Veniamo adesso alla questione dell’omosessualità: il protagonista appartenente alla famiglia Anacleti nella serie è gay, la madre lo sa, ma viene comunque obbligato a nascondere la sua sessualità perché altrimenti “verrebbe ucciso.” Come è percepita nella realtà l’omosessualità?
Qui dobbiamo fare un discorso un po’ più complesso. Come in tante culture minoritarie, l’omosessualità viene rigettata. E questo socialmente avviene perché non garantisce la prosecuzione della comunità, la sopravvivenza dell’etnia. È un tabù antropologico legato alla procreazione e alla conservazione del gruppo, come sostiene Claude Lévi-Strauss. Ma la stigmatizzazione degli omosessuali, come sappiamo, non è esclusiva di questa comunità.
All’interno della comunità romanì è vero che chi manifesta la propria omosessualità viene preso in giro ed emarginato. Poi però, esattamente come per i ragazzi non rom, anche quelli rom possono vivere la loro sessualità.
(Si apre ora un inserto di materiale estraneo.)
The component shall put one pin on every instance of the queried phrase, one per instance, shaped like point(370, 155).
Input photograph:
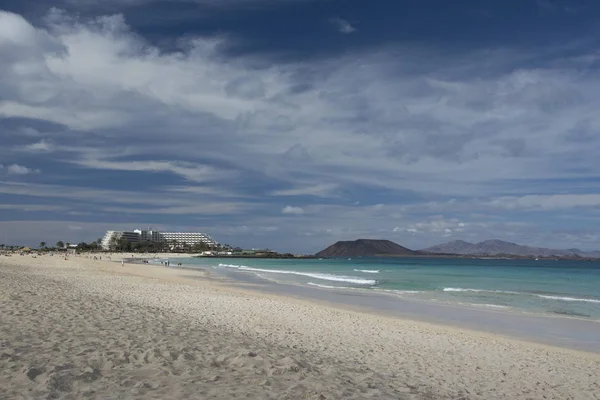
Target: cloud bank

Ovviamente, come ovunque, ci sono famiglie che accettano e famiglie che non accettano.
In generale la serie comunica in moltissimi aspetti che la comunità di cui fanno parte gli Anacleti occupa una posizione talmente laterale rispetto alle altre da essere quasi inintelligibile…
Vede, il problema non sta tanto nel proporre qualcosa di così banale e categorizzato da risultare grottesco, ma nel fatto che lo si faccia quando in pochi hanno gli strumenti per capire che si sta dando un’immagine stilizzata e lontana dalla realtà.
Se la stessa operazione fosse stata fatta riguardo ai costumi estetici degli ebrei, per fare il primo esempio che mi viene in mente, la reazione mediatica, istituzionale, politica e sociale sarebbe forte e determinata. Qui invece non esiste alcuna risposta: sui rom si può fare e dire qualsiasi cosa, poiché nessuno reagisce.